Sibilant mutation results from an ancient preceding s that was caused various mutation effects before being lost. The two best examples of sibilant mutation are the preposition o “about” and (possibly) the conjunction a “and”. The most complete description of sibilant mutation appears in a discussion of one of the etymologies of “and”:

a “and” (< as(a) = Q ar): in S. this a leaves the initials b, d, g, m, n, s unchanged; but changes p, t, c > f, th, ch; and aspirates vowel (a h-annon “and gate”), and r, l > rh, lh. In older Sindarin gw became chw < sw (for gw is only the S. initial form of basic [ancient] w-: as wath “shadow”, initial form gwath, i-wath “the shadow”, a chwath “and a shadow”); but in later S. on anal. of genuine original g (as in a galað “and a tree”) gw was left unaltered: a gwath “and a shadow” (PE17/41).

Thus this mutation has two affects. First, the h which is the normal medial development of s reappears before vowels: ah annon or a hannon “and a gate”. This is happens in the phrase Athrabeth Finrod ah Andreth “The Debate of Finrod and Andreth”, and a similar development is noted for [Noldorin] o “about” in The Etymologies of the 1930s:

OS- “round, about”. N o “about, concerning”, h before vowel as o Hedhil “concerning Elves” (Ety/OS).

The other affect is the voiceless stops become voiceless spirants (p, t, cph, th, ch) and voiced liquids r, l become voiceless rh, lh; this is the normal phonetic effect of a historical s preceding p, t, c, r, l. Though not mentioned by Tolkien, is likely that older initial ch would be preserved rather than becoming h as it does initially, so that initial h would “mutate” to ch.
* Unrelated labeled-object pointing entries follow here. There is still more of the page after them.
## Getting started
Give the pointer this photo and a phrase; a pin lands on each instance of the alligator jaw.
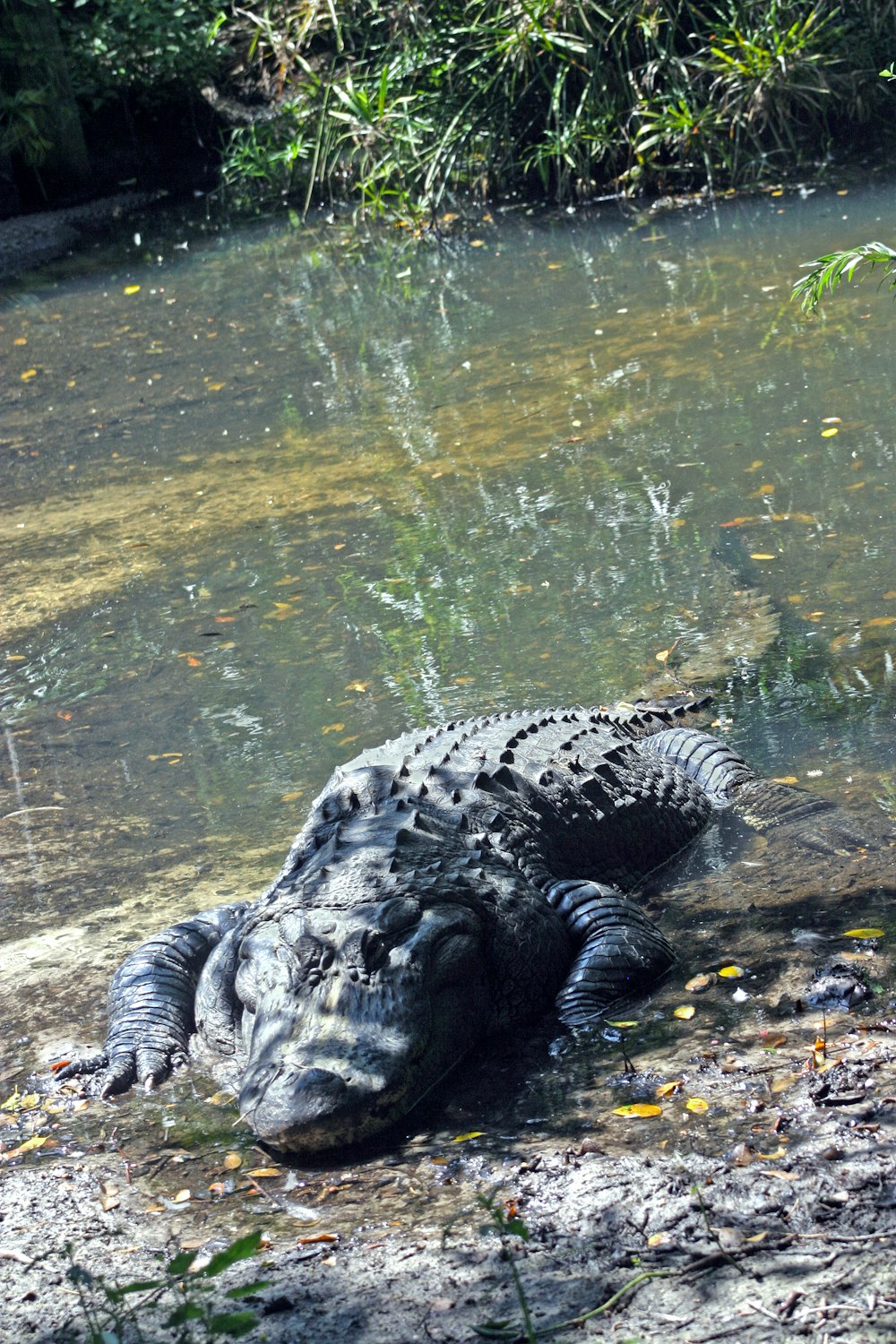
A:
(314, 1099)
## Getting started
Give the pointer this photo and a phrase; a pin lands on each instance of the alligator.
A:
(445, 886)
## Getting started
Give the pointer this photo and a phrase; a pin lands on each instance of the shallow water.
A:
(271, 497)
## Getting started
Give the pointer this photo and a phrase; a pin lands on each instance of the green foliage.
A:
(828, 271)
(144, 46)
(179, 1300)
(401, 108)
(825, 273)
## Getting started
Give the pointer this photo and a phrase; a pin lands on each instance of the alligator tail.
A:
(712, 763)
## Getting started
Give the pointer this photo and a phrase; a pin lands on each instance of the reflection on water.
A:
(271, 499)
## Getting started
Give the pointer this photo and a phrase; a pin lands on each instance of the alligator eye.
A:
(375, 949)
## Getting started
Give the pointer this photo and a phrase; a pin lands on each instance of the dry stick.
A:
(610, 1301)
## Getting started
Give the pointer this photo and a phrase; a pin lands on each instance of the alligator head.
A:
(351, 1015)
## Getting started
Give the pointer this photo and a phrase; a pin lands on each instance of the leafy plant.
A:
(113, 1314)
(828, 271)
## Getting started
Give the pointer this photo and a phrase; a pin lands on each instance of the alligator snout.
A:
(282, 1102)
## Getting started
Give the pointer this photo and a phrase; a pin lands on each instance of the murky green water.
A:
(269, 499)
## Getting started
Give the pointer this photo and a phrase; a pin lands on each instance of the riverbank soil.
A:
(780, 1225)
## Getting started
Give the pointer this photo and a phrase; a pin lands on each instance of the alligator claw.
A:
(83, 1064)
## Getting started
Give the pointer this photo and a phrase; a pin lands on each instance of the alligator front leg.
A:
(152, 1003)
(619, 949)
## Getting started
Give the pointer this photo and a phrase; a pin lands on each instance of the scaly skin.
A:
(444, 886)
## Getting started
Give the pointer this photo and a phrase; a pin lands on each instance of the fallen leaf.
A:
(222, 1098)
(38, 1142)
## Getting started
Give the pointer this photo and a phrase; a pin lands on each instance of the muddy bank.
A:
(30, 241)
(777, 1226)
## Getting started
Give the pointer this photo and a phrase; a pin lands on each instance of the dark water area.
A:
(269, 497)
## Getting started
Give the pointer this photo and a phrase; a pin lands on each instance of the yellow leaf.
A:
(222, 1098)
(24, 1148)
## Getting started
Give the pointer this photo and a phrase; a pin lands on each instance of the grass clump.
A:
(402, 108)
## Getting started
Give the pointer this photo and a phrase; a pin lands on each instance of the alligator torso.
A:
(444, 886)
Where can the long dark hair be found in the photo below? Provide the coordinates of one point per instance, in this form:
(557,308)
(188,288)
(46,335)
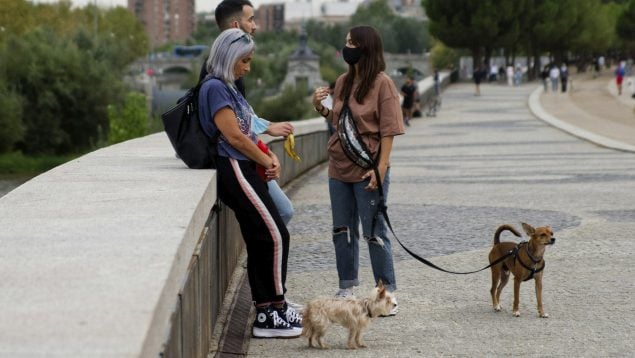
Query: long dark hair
(370,64)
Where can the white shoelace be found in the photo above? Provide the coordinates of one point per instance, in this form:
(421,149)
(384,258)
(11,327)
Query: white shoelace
(292,315)
(277,320)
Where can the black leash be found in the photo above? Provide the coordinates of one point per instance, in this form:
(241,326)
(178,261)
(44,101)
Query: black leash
(383,209)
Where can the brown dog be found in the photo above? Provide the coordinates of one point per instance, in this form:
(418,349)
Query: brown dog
(526,263)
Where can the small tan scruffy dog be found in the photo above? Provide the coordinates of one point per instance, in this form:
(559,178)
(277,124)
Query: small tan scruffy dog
(354,314)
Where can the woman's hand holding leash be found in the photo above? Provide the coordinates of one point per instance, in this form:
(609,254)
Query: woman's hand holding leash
(372,184)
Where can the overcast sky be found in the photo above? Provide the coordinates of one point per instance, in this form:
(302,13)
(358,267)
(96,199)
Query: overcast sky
(201,5)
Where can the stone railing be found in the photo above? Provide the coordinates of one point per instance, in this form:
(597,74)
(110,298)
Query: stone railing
(120,253)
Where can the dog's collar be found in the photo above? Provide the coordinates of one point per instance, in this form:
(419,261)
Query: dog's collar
(535,260)
(532,270)
(368,308)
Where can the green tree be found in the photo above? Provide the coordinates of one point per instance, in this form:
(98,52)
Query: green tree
(15,17)
(129,121)
(11,126)
(290,105)
(443,57)
(65,90)
(626,26)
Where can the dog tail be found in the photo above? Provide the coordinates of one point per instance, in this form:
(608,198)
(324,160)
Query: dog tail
(504,228)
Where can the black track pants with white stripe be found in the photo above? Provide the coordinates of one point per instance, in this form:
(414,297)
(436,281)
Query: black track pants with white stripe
(263,230)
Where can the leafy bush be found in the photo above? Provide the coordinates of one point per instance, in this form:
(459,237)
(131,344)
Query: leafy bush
(11,126)
(130,121)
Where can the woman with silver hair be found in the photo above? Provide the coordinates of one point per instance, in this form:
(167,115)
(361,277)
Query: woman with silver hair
(223,108)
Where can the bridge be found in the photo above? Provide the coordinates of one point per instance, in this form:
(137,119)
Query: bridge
(121,252)
(170,70)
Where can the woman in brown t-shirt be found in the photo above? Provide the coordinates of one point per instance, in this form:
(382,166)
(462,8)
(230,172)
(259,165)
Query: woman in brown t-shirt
(374,102)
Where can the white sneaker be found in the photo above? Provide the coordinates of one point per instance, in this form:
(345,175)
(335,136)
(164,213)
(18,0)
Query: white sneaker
(345,293)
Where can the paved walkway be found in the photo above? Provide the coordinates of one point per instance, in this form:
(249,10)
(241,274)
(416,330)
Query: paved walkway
(485,161)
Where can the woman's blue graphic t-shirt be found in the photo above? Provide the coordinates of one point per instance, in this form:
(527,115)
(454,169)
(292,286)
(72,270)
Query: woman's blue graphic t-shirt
(215,95)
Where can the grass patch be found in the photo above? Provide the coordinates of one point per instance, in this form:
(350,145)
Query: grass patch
(20,164)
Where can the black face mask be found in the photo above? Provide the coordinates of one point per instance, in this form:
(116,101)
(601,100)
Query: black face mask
(351,54)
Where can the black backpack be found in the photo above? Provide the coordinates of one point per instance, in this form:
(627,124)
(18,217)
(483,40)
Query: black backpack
(183,127)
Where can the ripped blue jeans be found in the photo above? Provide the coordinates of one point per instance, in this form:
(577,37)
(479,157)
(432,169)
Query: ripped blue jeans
(350,204)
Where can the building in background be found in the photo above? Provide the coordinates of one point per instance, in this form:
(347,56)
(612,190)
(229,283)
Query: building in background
(303,67)
(270,17)
(165,20)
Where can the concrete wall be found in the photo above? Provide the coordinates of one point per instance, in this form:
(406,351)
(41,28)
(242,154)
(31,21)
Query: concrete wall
(119,252)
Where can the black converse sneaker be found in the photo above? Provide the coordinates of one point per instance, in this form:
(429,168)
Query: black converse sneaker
(269,324)
(290,315)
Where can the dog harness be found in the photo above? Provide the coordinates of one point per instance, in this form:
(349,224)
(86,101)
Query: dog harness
(533,270)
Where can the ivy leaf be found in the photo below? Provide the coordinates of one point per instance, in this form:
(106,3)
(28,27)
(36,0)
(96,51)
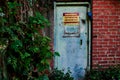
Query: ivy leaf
(25,55)
(56,54)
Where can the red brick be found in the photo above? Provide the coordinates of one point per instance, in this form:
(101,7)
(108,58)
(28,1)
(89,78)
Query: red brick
(106,31)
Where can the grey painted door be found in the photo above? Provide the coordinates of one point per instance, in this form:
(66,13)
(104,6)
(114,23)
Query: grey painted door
(70,39)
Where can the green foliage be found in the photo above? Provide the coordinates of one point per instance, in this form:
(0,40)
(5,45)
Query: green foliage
(112,73)
(60,75)
(27,53)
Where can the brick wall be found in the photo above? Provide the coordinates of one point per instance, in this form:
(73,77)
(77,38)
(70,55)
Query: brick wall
(106,33)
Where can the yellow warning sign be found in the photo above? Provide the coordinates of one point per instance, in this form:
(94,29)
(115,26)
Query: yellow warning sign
(71,18)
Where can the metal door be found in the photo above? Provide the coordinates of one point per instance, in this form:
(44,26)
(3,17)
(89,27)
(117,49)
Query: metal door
(70,39)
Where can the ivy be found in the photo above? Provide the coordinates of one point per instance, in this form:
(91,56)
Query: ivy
(26,51)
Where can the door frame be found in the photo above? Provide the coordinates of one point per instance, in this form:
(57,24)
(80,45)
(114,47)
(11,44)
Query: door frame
(56,4)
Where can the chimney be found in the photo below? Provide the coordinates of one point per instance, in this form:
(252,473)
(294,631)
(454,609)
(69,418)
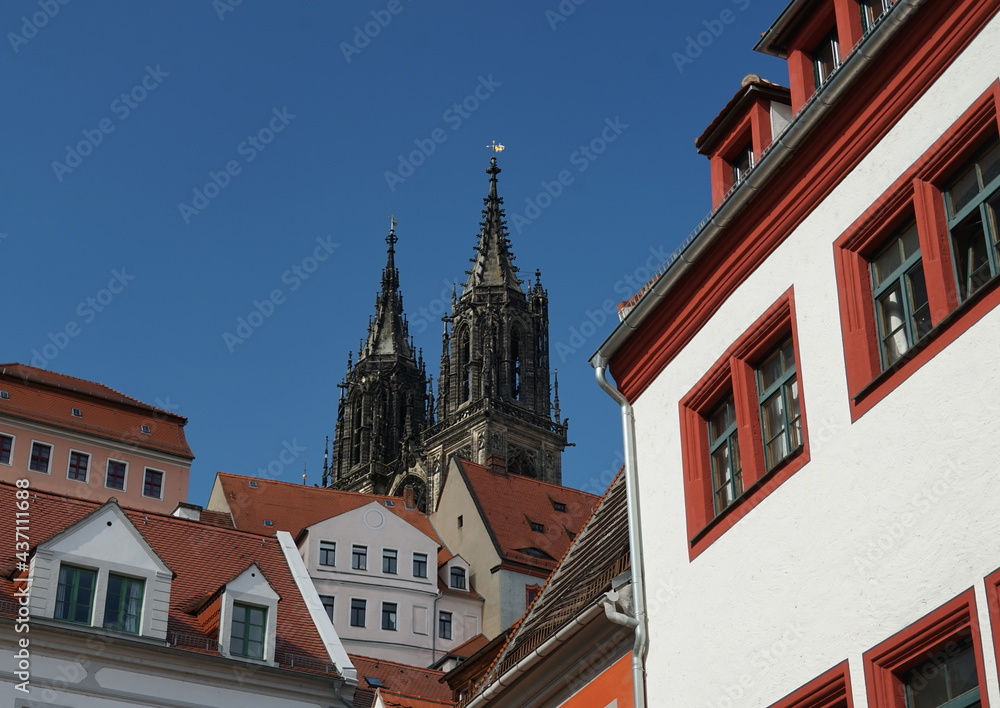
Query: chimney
(187,511)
Summary: I would rate this as a “mostly optional” mutation, in that its effects are minimal and are mentioned only in a single source. I personally would restore the h before vowels, but otherwise ignore any other mutational effects. If you do choose to use this mutation, its effects are:

  • Initial voiceless stops (p, t, c) become voiceless spirants (ph, th, ch).
  • h becomes ch.
  • Voiced liquids l, r become voiceless lh, rh.